It’s a quirk of history that Louis Blériot’s July 1909 crossing of the English Channel, a mere 22-mile hop, is much better known than a far more impressive flight that took place just over four years later, when another Frenchman, Roland Garros, crossed the Mediterranean Sea nonstop, flying from France to Tunisia in a Morane-Saulnier H monoplane. Garros’ flight took seven hours and 53 minutes—he supposedly had eight hours’ fuel aboard—and covered 470 miles. About 240 miles of the distance was admittedly flown over the islands of Corsica and Sardinia, but nobody had ever hazarded a flight across that much water behind so primitive an engine—an 80-hp, 9-cylinder Gnome rotary. Yet Garros later became far better known for installing deflectors on his propeller, which allowed a machine gun to be fired through it, and for having France’s most important tennis stadium named in his honor.

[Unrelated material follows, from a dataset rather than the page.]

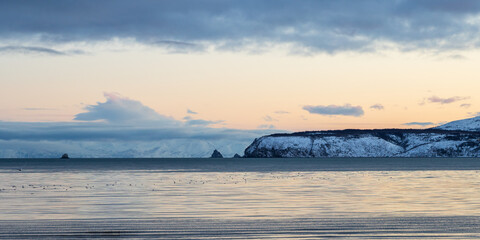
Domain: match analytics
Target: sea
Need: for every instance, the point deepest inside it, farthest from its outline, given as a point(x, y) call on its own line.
point(244, 198)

A group of largely young French volunteers, the Replic’Air Association, has amplified at least a bit of that neglected history. They built a near-replica of Garros’ Morane-Saulnier and, this past September 22, the 100th anniversary of his flight, sent the featherlight machine across the Med once more. (Their airplane is a Morane-Saulnier G, a two-seat version of the H. The group wants to be able to give rides to its members and supporters rather than letting the pilot have all the fun.) Yet even they weren’t sporty enough to do it behind a Gnome engine; they instead mounted a modern Australian Rotec 7-cylinder, 110-hp radial. Their replica also used modern materials where it made sense, and the project was created using the latest computer-aided techniques and tools, since the group has substantial support from France’s aerospace industry.
Nevertheless, the airframe was built exactly according to the original plans, which were used to create Catia 3D digitized documents so that now others can more easily build their own replicas. The fuselage and wings were made up of ash and spruce frames, with ribs tensioned by webs of piano wire and turnbuckles. The pilot relied on wing-warping for roll control, but then World War I Morane-Saulnier fighters little different from the Type H seemed to dogfight just fine with wing-warping. Indeed, Garros’ Morane-Saulnier L, with which he shot down three German aircraft during April 1915—marking the first combat use of a gun firing through the prop—can be considered the world’s first true fighter.